I'm trying to extend, in Java, a Kotlin delegating class and get the following error:
Cannot inherit from final 'Derived'
See code below.
What I'm trying to do is decorate a method of a class.
Any idea why Kotlin defined Derived
as final? Is there a way for Derived
to not be final so I can inherit it?
Java:
new Derived(new BaseImpl(10)) { // Getting the error on this line: `Cannot inherit from final 'Derived'`
};
Kotlin:
interface Base {
fun print()
}
class BaseImpl(val x: Int) : Base {
override fun print() { print(x) }
}
class Derived(b: Base) : Base by b
* Example from here: https://kotlinlang.org/docs/reference/delegation.html
A class can implement as many interfaces as you want, but it can only extend a single class (similar to Java). The override modifier is compulsory in Kotlin—unlike in Java. Along with methods, we can also declare properties in a Kotlin interface.
You cannot extend a final class.
The extends keyword extends a class (indicates that a class is inherited from another class). In Java, it is possible to inherit attributes and methods from one class to another.
You can extend a class to provide more specialized behavior. A class that extends another class inherits all the methods and properties of the extended class.
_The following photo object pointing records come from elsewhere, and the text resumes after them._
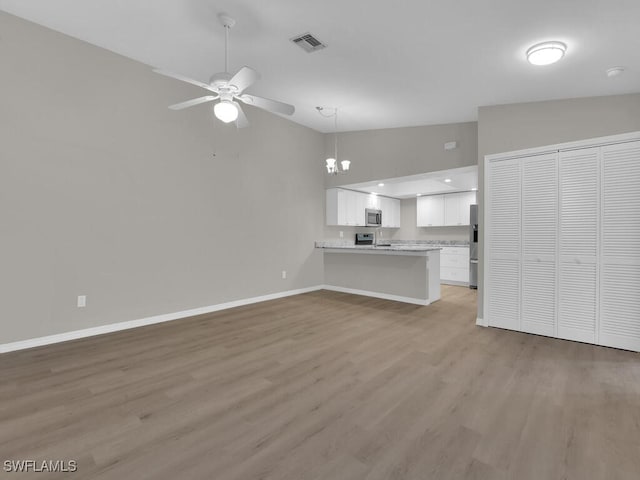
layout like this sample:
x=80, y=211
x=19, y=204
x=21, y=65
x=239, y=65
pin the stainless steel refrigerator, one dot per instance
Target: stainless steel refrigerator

In addition, the extending class can override the existing virtual methods by using the override keyword in the method definition.
Kotlin classes are final in by default. Mark the class as open
to extend it (whether from Kotlin or from Java):
open class Derived(b: Base) : Base by b
The fact this is a delegating class should have no impact on Java interop (although I haven't tried it).